Christen lebten schon in den ersten (christlichen) Jahrhunderten in Dörfern, Klöstern und Städten auf dem Gebiet Ostanatoliens, Syriens und des Irak. In Teilen hat sich die aramäische Sprache erhalten, die Jesus Christus sprach und die heute noch in der Liturgie der orientalischen Kirchen verwendet wird. Die meisten orientalischen Christen sprechen allerdings Arabisch.
Im Nahen Osten gibt es verschiedene christliche Kirchen: Die wichtigsten sind die griechisch-orthodoxe und die syrisch-orthodoxe Kirche in der Tradition der Ostkirche.

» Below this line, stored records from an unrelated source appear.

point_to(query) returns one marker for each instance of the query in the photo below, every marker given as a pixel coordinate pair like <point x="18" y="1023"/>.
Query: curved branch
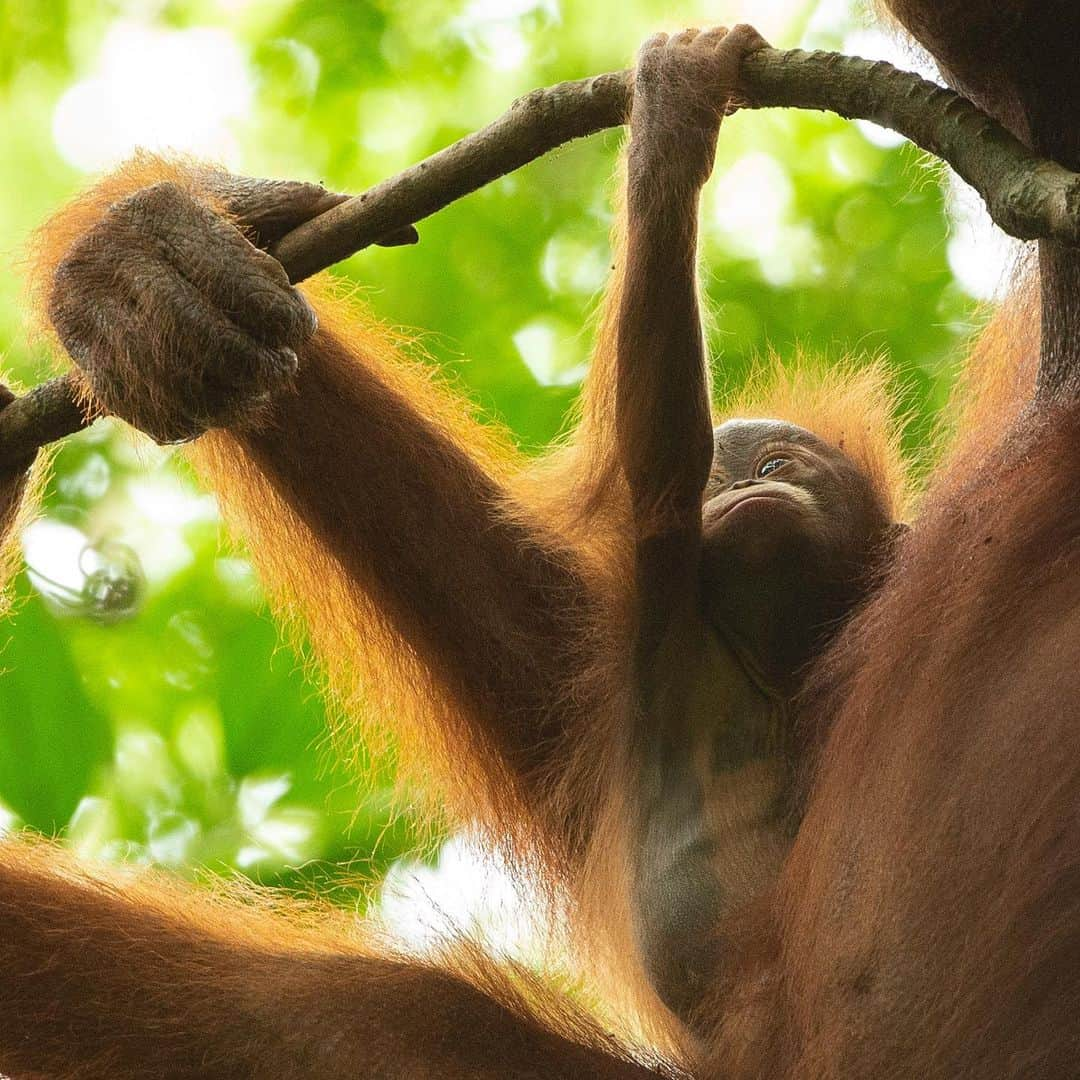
<point x="1027" y="197"/>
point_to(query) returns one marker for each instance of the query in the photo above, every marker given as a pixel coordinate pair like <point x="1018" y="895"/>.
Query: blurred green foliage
<point x="177" y="729"/>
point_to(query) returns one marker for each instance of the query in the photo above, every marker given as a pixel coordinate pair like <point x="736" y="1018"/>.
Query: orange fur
<point x="574" y="500"/>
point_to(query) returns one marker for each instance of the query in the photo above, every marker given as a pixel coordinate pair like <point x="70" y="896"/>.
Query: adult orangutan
<point x="794" y="851"/>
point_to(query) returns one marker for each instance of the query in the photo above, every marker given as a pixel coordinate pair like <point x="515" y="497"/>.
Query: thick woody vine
<point x="1028" y="197"/>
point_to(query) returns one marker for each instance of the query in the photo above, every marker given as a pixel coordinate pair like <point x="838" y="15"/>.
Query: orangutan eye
<point x="771" y="464"/>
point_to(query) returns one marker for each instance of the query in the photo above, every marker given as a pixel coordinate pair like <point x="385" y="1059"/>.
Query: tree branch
<point x="1027" y="197"/>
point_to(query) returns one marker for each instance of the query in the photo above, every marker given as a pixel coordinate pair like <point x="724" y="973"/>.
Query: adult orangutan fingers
<point x="684" y="37"/>
<point x="251" y="286"/>
<point x="270" y="208"/>
<point x="170" y="361"/>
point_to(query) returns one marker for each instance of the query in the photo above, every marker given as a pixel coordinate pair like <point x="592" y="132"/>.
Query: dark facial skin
<point x="792" y="530"/>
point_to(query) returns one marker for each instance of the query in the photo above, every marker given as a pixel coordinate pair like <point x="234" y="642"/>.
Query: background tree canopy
<point x="146" y="705"/>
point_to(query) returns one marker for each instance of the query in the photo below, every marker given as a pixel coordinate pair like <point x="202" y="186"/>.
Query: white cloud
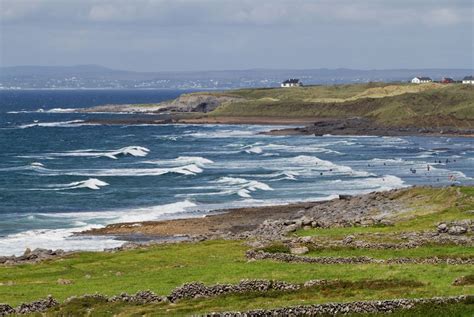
<point x="239" y="12"/>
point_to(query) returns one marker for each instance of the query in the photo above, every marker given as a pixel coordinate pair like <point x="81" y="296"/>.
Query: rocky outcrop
<point x="34" y="256"/>
<point x="292" y="258"/>
<point x="197" y="290"/>
<point x="196" y="102"/>
<point x="28" y="308"/>
<point x="332" y="309"/>
<point x="141" y="297"/>
<point x="456" y="228"/>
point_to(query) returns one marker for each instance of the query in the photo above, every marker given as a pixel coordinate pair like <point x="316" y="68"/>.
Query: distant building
<point x="447" y="80"/>
<point x="468" y="80"/>
<point x="421" y="80"/>
<point x="292" y="82"/>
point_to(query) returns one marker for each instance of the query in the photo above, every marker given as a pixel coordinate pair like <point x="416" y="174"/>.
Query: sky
<point x="190" y="35"/>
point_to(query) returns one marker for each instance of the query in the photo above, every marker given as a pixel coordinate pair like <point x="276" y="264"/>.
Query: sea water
<point x="60" y="174"/>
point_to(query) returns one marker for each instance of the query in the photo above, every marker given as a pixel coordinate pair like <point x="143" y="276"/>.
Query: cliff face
<point x="185" y="103"/>
<point x="197" y="103"/>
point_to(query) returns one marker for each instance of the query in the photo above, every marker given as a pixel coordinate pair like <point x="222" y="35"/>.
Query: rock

Zusätzlich gibt es zahlreiche katholische und katholisch-unierte (also vereinigte) Zweige wie die melkitisch-griechisch-katholische Kirche oder die chaldäisch-katholische Kirche (vor allem im Irak). Eine große christliche Gemeinde sind auch die Maroniten, die im Libanon sogar die größte christliche Gemeinde bilden. In Ägypten gab es zuletzt schwere Anschläge von Dschihadisten auf Kirchen und kirchliche Würdenträger. In Syrien und dem Irak hat der IS die Zerstörung des Christentums als Kriegsziel ausgegeben, die unsichere Lage trieb Hunderttausende in die Flucht. Im Irak ist der Anteil der Christen innerhalb weniger Jahre von acht Prozent der Gesamtbevölkerung (2003) auf 0,8 Prozent (2015) zurückgegangen, in Syrien seit dem Kriegsausbruch 2011 von zehn Prozent auf mittlerweile nur mehr zwei bis drei Prozent.